The shaky Russia-Ukraine truce.

Deadly fighting resumes in eastern Ukraine as ceasefire undermined

Fresh clashes which erupted in eastern Ukraine despite a ceasefire agreement have turned deadly. A deal to end fighting between pro-Russia separatists and Ukraine government forces was signed less than two days ago.
A woman was reportedly killed in the government-held port city of Mariupol as violence between separatists and Ukrainian forces erupted overnight Saturday to Sunday near a government checkpoint on the coastal city's eastern edge.
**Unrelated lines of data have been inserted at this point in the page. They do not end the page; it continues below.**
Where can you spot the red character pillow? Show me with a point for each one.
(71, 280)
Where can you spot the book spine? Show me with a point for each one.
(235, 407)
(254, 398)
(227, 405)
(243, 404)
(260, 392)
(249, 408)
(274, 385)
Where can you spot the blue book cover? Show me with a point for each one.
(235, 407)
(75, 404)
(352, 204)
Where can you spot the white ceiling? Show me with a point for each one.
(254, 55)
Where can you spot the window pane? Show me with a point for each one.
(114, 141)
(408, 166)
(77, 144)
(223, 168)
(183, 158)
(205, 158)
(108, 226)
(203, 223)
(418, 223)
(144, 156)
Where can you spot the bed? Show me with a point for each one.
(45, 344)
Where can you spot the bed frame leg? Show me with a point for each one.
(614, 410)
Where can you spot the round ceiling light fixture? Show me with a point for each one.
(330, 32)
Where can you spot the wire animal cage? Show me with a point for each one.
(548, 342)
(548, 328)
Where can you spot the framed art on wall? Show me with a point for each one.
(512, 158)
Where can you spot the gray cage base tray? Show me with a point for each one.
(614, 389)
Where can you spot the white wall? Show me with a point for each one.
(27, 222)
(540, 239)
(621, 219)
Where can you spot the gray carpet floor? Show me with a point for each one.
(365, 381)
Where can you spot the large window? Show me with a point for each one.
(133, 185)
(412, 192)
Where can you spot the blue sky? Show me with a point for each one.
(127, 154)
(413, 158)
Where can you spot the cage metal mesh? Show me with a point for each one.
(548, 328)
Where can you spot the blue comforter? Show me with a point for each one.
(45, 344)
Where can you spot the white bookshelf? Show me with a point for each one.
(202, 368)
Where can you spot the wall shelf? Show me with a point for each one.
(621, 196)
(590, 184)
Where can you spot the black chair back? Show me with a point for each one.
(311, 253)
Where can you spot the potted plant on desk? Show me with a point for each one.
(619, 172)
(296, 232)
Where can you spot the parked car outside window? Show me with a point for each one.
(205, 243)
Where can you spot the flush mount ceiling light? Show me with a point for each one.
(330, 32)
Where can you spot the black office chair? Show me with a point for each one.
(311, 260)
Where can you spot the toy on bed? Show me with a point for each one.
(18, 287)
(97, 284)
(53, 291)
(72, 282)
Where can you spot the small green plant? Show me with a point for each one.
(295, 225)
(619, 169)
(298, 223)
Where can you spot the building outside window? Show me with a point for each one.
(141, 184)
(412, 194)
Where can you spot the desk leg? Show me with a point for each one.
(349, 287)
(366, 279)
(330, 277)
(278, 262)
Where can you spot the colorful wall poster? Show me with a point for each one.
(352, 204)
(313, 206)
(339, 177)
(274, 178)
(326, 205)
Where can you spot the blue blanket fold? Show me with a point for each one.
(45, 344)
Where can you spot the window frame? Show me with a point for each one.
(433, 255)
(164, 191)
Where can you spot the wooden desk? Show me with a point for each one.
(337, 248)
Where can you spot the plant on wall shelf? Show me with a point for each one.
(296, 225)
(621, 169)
Mariupol's local council on Sunday confirmed the woman's death, as local media reported she had been travelling in a car that was riddled by shrapnel from an artillery attack. Three people were also reportedly injured.
The city council blamed separatist forces for breaking the truce by attacking a government checkpoint, while the separatists blamed Kyiv's forces, who they accused of attacking them with missiles.
Mariupol is located on the Sea of Azov, some 115 kilometers (70 miles) south of Donetsk and fears have been raised that the separatists were trying to claim an overland corridor between Russia and Crimea, which Russia annexed in March.
Donetsk under fire
In separatist-held Donetsk (pictured above), blasts from the area near the airport, which is under the control of Kyiv forces, were loud enough to be heard in the city's downtown on Sunday.
The AP news agency quoted a spokespersom from Ukraine's national security council Volodymyr Polyovyi as saying that it appeared the separatists had tried to attack the airport. Again, the separatists issued statements accusing Ukrainian forces of violating the ceasefire, and reported that several of their fighters had been killed.
"As far as I know, the Ukrainian side is not observing the ceasefire. We have wounded on our side at various points. We are observing the ceasefire," the deputy premier of the self-proclaimed Donetsk People's republic, Vladimir Antyufeyev, told the Reuters news agency.
Amnesty International has condemned the five-month conflict's toll on civilians, saying "all sides" carry blame for the violence.
Truce under pressure
The renewed violence has heightened fears that the current ceasefire, which came into effect late Friday and was the first to be backed by senior separatist leaders, Kyiv and Moscow, would go the same way as the unilateral ceasefire called by Kyiv in June, which collapsed within days.
An end to the fighting was a key part of the 12-point truce deal, signed Friday in Minsk, Belarus. The deal also included the release of prisoners and alleged hostages, as well as a "temporary special status" to separatist-controlled regions of Donetsk and Luhansk.